Faire affaire avec des pays ou des personnes faisant l'objet de sanctions ou figurant sur une liste noire peut entraîner de graves conséquences juridiques et financières pour les entreprises américaines. Si une entreprise américaine est reconnue coupable d'infraction aux sanctions ou à la réglementation sur le contrôle des exportations, elle s'expose à des amendes et des sanctions de la part des agences gouvernementales compétentes. Ces amendes peuvent être considérables et, dans certains cas, atteindre plusieurs millions de dollars. Par exemple, une entreprise californienne, par l'intermédiaire d'un courtier, a affrété un bateau pour transporter des marchandises du Chili au Japon. À son insu, le propriétaire du bateau avait des liens avec le gouvernement cubain. Compte tenu des nombreuses sanctions imposées par les États-Unis à Cuba, l'entreprise a été condamnée à une amende de 50 000 dollars par le gouvernement américain pour violation de ces sanctions. Une autre entreprise, basée à Milwaukee, a effectué six livraisons de téléviseurs à une entreprise panaméenne. Après la découverte des liens de cette dernière avec le gouvernement cubain, l'entreprise de Milwaukee a été condamnée à une amende de 300 000 dollars pour violation de la loi américaine sur le commerce avec l'ennemi (Trading with the Enemy Act).

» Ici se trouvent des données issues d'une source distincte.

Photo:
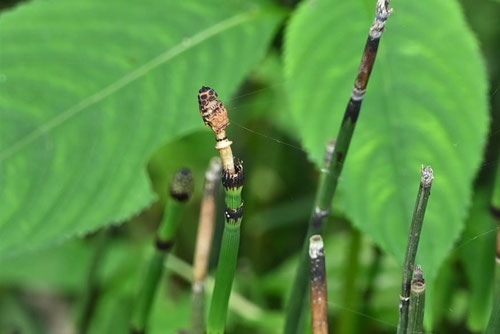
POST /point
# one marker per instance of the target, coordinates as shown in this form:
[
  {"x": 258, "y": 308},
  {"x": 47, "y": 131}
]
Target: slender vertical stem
[
  {"x": 417, "y": 303},
  {"x": 494, "y": 322},
  {"x": 214, "y": 114},
  {"x": 319, "y": 296},
  {"x": 424, "y": 192},
  {"x": 203, "y": 244},
  {"x": 180, "y": 191},
  {"x": 329, "y": 178}
]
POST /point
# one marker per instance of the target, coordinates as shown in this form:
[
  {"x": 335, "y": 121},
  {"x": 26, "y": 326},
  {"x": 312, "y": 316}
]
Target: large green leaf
[
  {"x": 88, "y": 89},
  {"x": 477, "y": 251},
  {"x": 426, "y": 104}
]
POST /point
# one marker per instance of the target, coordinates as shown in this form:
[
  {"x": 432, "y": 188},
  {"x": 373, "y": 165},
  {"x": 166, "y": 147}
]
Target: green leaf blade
[
  {"x": 93, "y": 89},
  {"x": 426, "y": 103}
]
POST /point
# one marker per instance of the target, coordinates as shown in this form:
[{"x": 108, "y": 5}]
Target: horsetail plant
[
  {"x": 214, "y": 114},
  {"x": 296, "y": 303},
  {"x": 494, "y": 322},
  {"x": 329, "y": 179},
  {"x": 203, "y": 244},
  {"x": 424, "y": 192},
  {"x": 181, "y": 190},
  {"x": 417, "y": 303},
  {"x": 319, "y": 296}
]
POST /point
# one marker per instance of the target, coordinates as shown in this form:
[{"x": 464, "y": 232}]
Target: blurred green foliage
[{"x": 72, "y": 162}]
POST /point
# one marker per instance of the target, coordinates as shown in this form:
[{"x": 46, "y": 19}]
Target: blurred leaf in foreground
[{"x": 90, "y": 88}]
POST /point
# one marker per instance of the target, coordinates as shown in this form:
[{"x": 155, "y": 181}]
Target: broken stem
[
  {"x": 319, "y": 296},
  {"x": 417, "y": 303},
  {"x": 424, "y": 192},
  {"x": 330, "y": 175},
  {"x": 181, "y": 190}
]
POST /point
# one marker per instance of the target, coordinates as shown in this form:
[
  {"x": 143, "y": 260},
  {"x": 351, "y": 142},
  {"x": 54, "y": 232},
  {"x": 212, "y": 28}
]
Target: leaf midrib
[{"x": 185, "y": 45}]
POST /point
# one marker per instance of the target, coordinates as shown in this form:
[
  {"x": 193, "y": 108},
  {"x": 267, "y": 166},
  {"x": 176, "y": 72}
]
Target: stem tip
[{"x": 427, "y": 176}]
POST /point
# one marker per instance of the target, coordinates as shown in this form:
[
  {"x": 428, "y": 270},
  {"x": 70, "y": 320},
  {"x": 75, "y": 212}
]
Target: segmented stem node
[
  {"x": 182, "y": 185},
  {"x": 316, "y": 246},
  {"x": 418, "y": 283},
  {"x": 427, "y": 176},
  {"x": 382, "y": 14},
  {"x": 236, "y": 179}
]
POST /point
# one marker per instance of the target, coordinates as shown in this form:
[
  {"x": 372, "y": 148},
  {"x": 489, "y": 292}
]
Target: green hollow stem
[
  {"x": 180, "y": 192},
  {"x": 424, "y": 192},
  {"x": 206, "y": 228},
  {"x": 228, "y": 255},
  {"x": 494, "y": 321},
  {"x": 331, "y": 172},
  {"x": 319, "y": 294},
  {"x": 417, "y": 303}
]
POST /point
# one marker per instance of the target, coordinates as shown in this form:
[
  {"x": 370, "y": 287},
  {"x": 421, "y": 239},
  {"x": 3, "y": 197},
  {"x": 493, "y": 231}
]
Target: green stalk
[
  {"x": 214, "y": 114},
  {"x": 331, "y": 172},
  {"x": 417, "y": 303},
  {"x": 494, "y": 322},
  {"x": 319, "y": 295},
  {"x": 424, "y": 192},
  {"x": 203, "y": 245},
  {"x": 180, "y": 191},
  {"x": 228, "y": 256}
]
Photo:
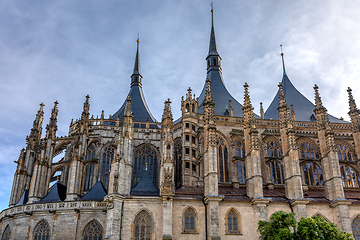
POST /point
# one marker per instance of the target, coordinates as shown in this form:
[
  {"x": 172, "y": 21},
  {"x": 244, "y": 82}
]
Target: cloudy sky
[{"x": 64, "y": 50}]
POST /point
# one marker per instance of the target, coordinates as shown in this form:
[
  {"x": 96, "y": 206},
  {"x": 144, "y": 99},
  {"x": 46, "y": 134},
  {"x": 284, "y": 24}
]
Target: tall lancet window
[
  {"x": 89, "y": 173},
  {"x": 146, "y": 156},
  {"x": 42, "y": 231},
  {"x": 107, "y": 159},
  {"x": 240, "y": 154},
  {"x": 223, "y": 166},
  {"x": 143, "y": 226}
]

De plus, une entreprise reconnue coupable de violation des sanctions s'expose à une atteinte à sa réputation et pourrait se voir interdire de faire affaire avec le gouvernement américain ou d'autres pays à l'avenir. Dans certains cas, des personnes liées à l'entreprise peuvent également faire l'objet de poursuites pénales. Ces poursuites peuvent entraîner des peines d'emprisonnement de 10 à 30 ans, ainsi que des amendes allant de 50 000 $ à 10 millions de dollars.
Les bénéfices réalisés grâce à des transactions commerciales avec des sociétés étrangères sont-ils imposables ?
Les activités commerciales d'une société étrangère avec une entreprise américaine peuvent être soumises à l'impôt aux États-Unis. Ceci s'applique non seulement aux entreprises américaines faisant affaire avec une personne ou une entité étrangère, mais également aux entités ou personnes étrangères faisant affaire avec des entreprises américaines. L'Internal Revenue Service (IRS) exige que vous déposiez une déclaration de revenus dans les deux cas en remplissant le formulaire IRS 1120-F.
Normalement, si vous êtes une société étrangère déclarant ces impôts, avant même de pouvoir exercer une activité commerciale aux États-Unis, vous pourriez être tenu de demander un numéro d'identification d'employeur (EIN) à utiliser sur les documents fiscaux en déposant un formulaire SS-4 auprès de l'IRS ; c'est le seul moyen d'obtenir un numéro d'identification fiscale.
Cependant, certains pays ont conclu des conventions fiscales avec les États-Unis, comme la France par exemple. Lorsqu'une société étrangère bénéficie des avantages d'une convention fiscale entre les États-Unis et le pays dont elle est résidente fiscale, l'application du droit fiscal américain peut s'en trouver modifiée. Par exemple, si une société étrangère est assujettie à l'impôt sur le revenu aux États-Unis en vertu du Code des impôts internes (IRC), les termes de la convention fiscale applicable peuvent attribuer à une autre juridiction fiscale le droit d'imposer les activités visées par l'IRC.